Se estrenó la tercera temporada de The Walking Dead: Dead City y analizamos los dos primeros episodios cuyos títulos son Costa da Morte (sí, en gallego) y La Ofrenda. Creada por David Zabel, la serie spin-off que sigue en la Europa postapocalíptica a Daryl Dixon y Carol Peletier tiene ahora como escenario a España y puede ser vista en AMC+.
Hola otra vez, caminantes y sobrevivientes.
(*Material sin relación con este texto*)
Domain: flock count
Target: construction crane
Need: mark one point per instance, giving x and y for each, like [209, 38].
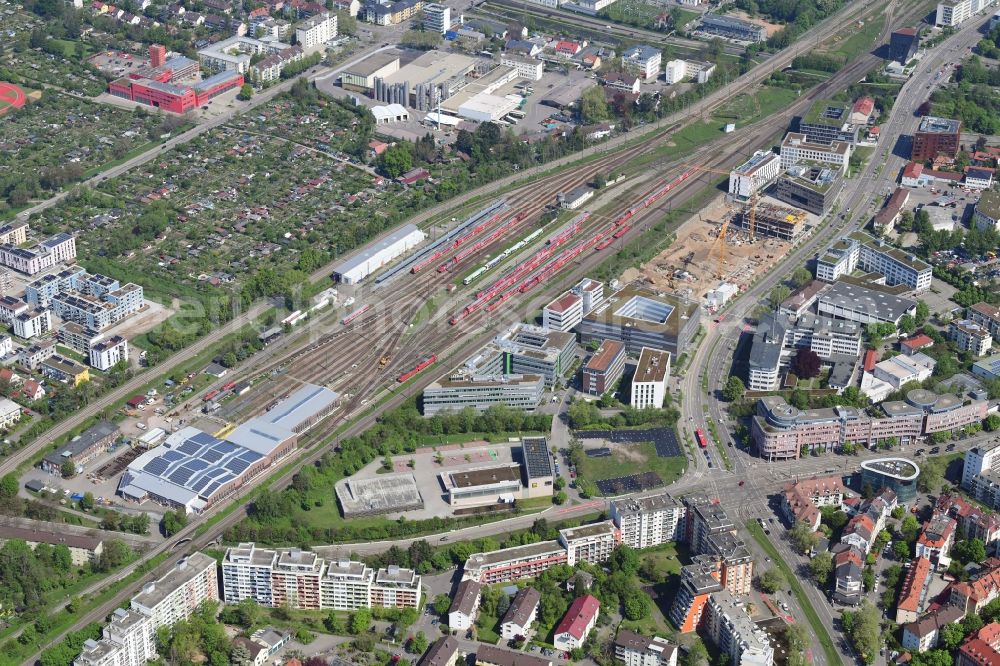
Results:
[719, 247]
Quizás antes de lo que pensábamos (o será que las plataformas nos han acostumbrado este último tiempo a prolongadas pausas entre temporadas) nos encontramos otra vez analizando un episodio de The Walking Dead: Daryl Dixon o, mejor dicho, dos.
Pido al respecto disculpas por no hacerlo por separado, pero créanme que se hace muy difícil encontrar tiempo cuando se están cubriendo tantas series (echen un vistazo a la web si cren que miento) y lamentableemente no pude la semana pasada llegar con el análisis del primero, así que aquí van dos y lo importante es que estamos de vuelta con la más europea de las series de la franquicia, de la cual habíamos adelantado en nuestro último análisis que tendría un corto paso por Inglaterra para llegar finalmente a España.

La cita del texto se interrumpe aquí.